Ну что ж, надо переселяться в передние комнаты; от ближайших соседей их отделяют сад, канал да широкое шоссе, так что там мы в безопасности.

Гулкое эхо наших голосов, заполнявшее покинутые комнаты, и само огромное пустое пространство требовали каких-то действий, но, пока мы совещались, как убить время — заняться ли чехардой, сыграть ли в салки или устроить состязания по вольной борьбе «папа против остальных», — в комнату ворвалась Маартье с криком:

— Посмотрите, посмотрите на улицу!

Выглянув в окно, мы тотчас забыли обо всем: там такое творилось! Причем наверняка уже давно.

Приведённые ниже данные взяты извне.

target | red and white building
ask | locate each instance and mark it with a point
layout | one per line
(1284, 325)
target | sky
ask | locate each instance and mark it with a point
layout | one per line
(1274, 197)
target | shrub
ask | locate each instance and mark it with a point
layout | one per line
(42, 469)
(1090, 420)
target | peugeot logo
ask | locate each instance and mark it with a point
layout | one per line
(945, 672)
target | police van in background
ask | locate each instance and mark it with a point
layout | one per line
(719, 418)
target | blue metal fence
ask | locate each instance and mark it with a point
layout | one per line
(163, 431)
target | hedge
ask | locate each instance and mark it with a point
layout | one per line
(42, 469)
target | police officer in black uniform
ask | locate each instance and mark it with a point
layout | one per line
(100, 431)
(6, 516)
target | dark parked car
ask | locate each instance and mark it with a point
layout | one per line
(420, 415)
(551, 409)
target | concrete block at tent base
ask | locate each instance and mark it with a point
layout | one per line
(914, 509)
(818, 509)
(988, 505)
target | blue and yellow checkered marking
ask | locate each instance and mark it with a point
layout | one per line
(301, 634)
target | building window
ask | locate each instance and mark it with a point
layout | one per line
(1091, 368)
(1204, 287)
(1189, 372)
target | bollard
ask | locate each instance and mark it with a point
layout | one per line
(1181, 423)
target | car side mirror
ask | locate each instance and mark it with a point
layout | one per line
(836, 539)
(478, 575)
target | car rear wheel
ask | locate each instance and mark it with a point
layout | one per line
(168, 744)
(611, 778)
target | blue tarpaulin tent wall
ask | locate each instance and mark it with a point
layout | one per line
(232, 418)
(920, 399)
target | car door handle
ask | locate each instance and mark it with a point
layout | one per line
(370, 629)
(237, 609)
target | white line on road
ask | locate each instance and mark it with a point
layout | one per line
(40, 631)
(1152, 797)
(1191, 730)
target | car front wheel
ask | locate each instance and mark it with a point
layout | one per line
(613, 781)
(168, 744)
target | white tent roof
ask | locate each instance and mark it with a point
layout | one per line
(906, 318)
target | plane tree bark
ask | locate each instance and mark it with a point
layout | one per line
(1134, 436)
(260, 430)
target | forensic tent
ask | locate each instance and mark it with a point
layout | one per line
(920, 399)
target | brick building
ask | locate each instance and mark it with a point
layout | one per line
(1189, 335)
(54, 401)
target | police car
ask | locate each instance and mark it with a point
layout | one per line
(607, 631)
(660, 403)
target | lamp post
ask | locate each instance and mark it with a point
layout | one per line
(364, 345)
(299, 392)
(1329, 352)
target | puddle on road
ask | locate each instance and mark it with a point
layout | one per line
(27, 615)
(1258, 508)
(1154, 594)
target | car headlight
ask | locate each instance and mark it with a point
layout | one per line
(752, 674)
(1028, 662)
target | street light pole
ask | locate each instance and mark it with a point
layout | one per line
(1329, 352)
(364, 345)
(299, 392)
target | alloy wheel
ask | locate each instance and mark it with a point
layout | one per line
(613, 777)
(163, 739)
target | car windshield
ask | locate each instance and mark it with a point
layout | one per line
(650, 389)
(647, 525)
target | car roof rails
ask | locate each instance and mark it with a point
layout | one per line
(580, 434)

Вы когда-нибудь видели походного шелкопряда на марше? Видели этот сплошной, без единого просвета, нескончаемый поток?

Именно такой поток довелось увидеть нам, только состоял он не из гусениц. Все до последнего винтика содержимое Восточного Амстердама, выливаясь из улицы Андреас-Боннстраат, текло по нашему шоссе вдоль канала, через мост, в сторону площади Вейстерплейн. Стулья и столы, шкафы и пианино, кровати и постельные принадлежности, лестницы-стремянки и сушилки для белья, шторы, взмывающие ввысь как транспаранты или флаги, а вот, не мешаясь с остальными, подобно развернутому знамени, возвышаясь надо всем, проплывает здоровенный секретер. Между подставками и ножками солидных вещей толпится разная мелочь: инструменты, кухонная утварь, лампы, дешевая галантерея, — но здесь же и вещи ценные: картины, книги.